Note:  This backfile is comprised of 2 parts that are indexed and presented differently:  

  • The earlier part (1831-1922) provides PDFs of individual articles, and permits searches limited to article title and article author fields, as well as searches across the entire full text and by the original section and page numbers.  
  • The later part (1923-1999) provides PDFs only of whole pages, and permits searching only across the entire full text and by simplified page numbers (where each issue is paginated from the first page of the first section to the last page of the last section in a single numeric sequence starting with 1, regardless of what the original section and page numbers were).  To make it easier to see on the whole pages where the articles matching your search appear, the entered search terms are suppose to appear highlighted on the whole page PDFs; however, this highlighting feature does not yet work on the Chrome web browser, nor on any Apple device.

Searching across both parts combined (the default) is limited to searching across the entire full text and by simplified page numbers.  If preferred, each part can be searched separately using the links above.

Technical note:  Highlighting of search terms on whole page PDFs provided in the later part (1923-1999) currently works only on Windows devices with the Mozilla Firefox and Internet Explorer web browsers.

Background:  The Detroit Free Press published its first edition before Michigan entered statehood and when wild animals outnumbered the people living in the city. Its editor assigned a writer to walk the waterfront and record the shipping news each day, creating the first news “beat.” The Free Press also was the first U.S. newspaper to print a regular Sunday edition and the first to publish court testimony. It sent reporters to Civil War battlefields to describe the action, set up a Washington bureau to report on politics, and was the first American newspaper published in Europe when it began a London edition in 1881.
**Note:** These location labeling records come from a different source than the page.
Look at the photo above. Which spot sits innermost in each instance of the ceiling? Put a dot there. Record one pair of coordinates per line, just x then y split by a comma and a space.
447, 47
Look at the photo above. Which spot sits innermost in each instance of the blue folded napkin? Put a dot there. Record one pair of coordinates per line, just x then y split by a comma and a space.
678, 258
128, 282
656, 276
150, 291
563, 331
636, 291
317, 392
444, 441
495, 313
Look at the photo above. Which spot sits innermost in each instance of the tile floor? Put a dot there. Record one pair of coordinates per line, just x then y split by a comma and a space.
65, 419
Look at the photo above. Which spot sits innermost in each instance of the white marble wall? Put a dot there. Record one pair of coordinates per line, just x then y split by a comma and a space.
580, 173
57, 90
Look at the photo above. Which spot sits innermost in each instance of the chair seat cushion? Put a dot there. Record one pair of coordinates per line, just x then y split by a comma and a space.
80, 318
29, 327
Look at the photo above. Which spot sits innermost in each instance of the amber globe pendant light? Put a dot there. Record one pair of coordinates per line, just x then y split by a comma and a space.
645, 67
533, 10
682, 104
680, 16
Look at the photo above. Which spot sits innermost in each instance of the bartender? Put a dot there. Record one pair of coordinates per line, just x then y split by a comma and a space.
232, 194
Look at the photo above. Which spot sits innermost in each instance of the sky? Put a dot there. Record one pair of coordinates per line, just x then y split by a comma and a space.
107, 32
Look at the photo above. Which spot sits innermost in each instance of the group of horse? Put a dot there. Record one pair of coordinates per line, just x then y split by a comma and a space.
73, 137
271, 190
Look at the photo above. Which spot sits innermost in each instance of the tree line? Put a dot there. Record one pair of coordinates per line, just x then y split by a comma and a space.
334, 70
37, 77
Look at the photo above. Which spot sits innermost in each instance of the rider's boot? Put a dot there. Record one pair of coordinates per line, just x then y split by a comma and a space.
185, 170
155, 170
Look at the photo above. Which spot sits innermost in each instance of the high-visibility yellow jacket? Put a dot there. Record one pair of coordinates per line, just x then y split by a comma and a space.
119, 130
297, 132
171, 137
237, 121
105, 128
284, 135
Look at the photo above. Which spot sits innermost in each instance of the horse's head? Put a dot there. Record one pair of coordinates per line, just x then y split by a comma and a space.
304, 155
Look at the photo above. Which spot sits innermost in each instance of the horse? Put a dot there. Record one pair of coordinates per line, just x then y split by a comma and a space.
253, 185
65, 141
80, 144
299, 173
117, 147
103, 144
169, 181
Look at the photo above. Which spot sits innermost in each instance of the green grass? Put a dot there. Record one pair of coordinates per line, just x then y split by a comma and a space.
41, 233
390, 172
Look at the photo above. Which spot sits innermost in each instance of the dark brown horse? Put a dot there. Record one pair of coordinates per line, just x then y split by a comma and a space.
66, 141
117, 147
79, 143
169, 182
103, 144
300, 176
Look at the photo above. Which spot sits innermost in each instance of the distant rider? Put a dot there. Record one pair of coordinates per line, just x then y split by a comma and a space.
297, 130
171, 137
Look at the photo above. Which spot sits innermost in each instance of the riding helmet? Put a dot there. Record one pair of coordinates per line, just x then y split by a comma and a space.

The Detroit Free Press witnessed the arrival of former slaves and the influx of Polish, German, Irish, and Italian immigrants to Michigan. It watched the mining and timber industries bring industry and wealth to the state. The publication witnessed the birth of the automotive industry and products such as Vernors Ginger Ale and Faygo pop. And, it followed Detroit Tiger’s baseball player Ty Cobb as he set record after record.